Les groupes d’âge se mettent en place naturellement en fonction bien entendu des âges approximatifs mais pas seulement. En outre, tous les enfants, à partir du moment où ils sont autonomes du point de vue du déplacement, c’est-à-dire qu’ils marchent suffisamment rapidement pour suivre le groupe, soit vers 3 ans et jusqu’à 13 ou 14 ans suivant la maturité de ceux-ci, vont avoir des activités communes où les plus âgés aideront et veilleront sur les plus jeunes : cueillette de fruits, ramassage de vers de palmier, collecte de petits animaux, jeux, etc. Néanmoins, certaines cérémonies religieuses vont permettre de « sceller » ces liens particuliers entre enfants ayant environ le même âge. Parmi ces divers rites, la circoncision est un temps fort chez les garçons240, un passage important, une condition sine qua non à l’accession au mariage. Un garçon non circoncis n’est pas véritablement considéré comme un homme, et ne peut pas, de fait, prendre épouse.

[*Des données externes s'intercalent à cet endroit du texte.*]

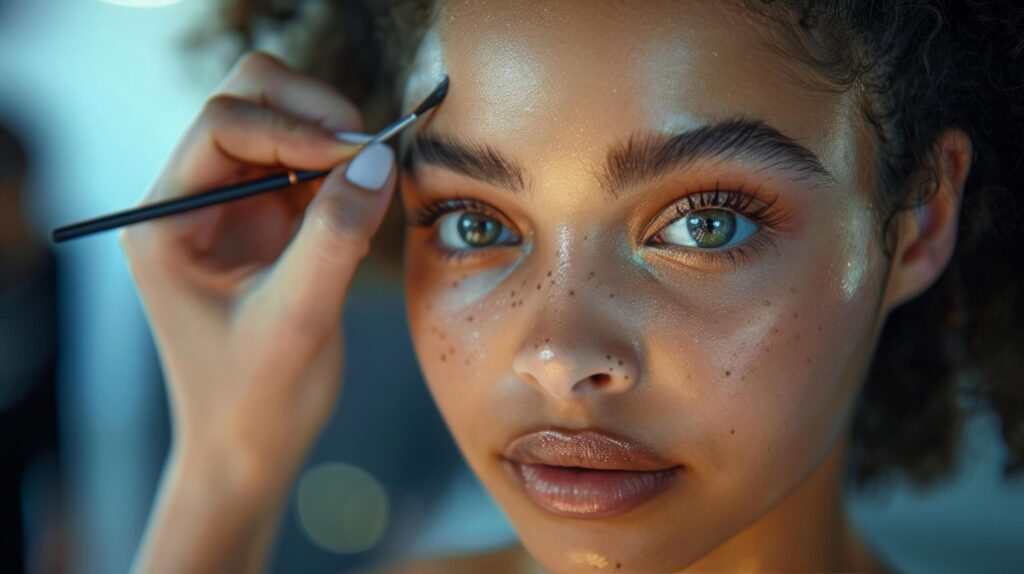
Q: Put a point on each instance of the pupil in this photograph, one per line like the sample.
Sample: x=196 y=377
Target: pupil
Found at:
x=476 y=229
x=712 y=228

Sachant que de nombreux Baka vivent à proximité des Fang où la circoncision est également pratiquée, la conduite commune de ce rite (i.e. réunissant des enfants des deux ethnies) va permettre de mettre en place des liens de parenté fictive au sens où l’entend Ghasarian (1996 : 16), sorte de lien « inaliénable » essentiel pour la cohésion sociale intra- (entres les différents clans) et inter- ethnique.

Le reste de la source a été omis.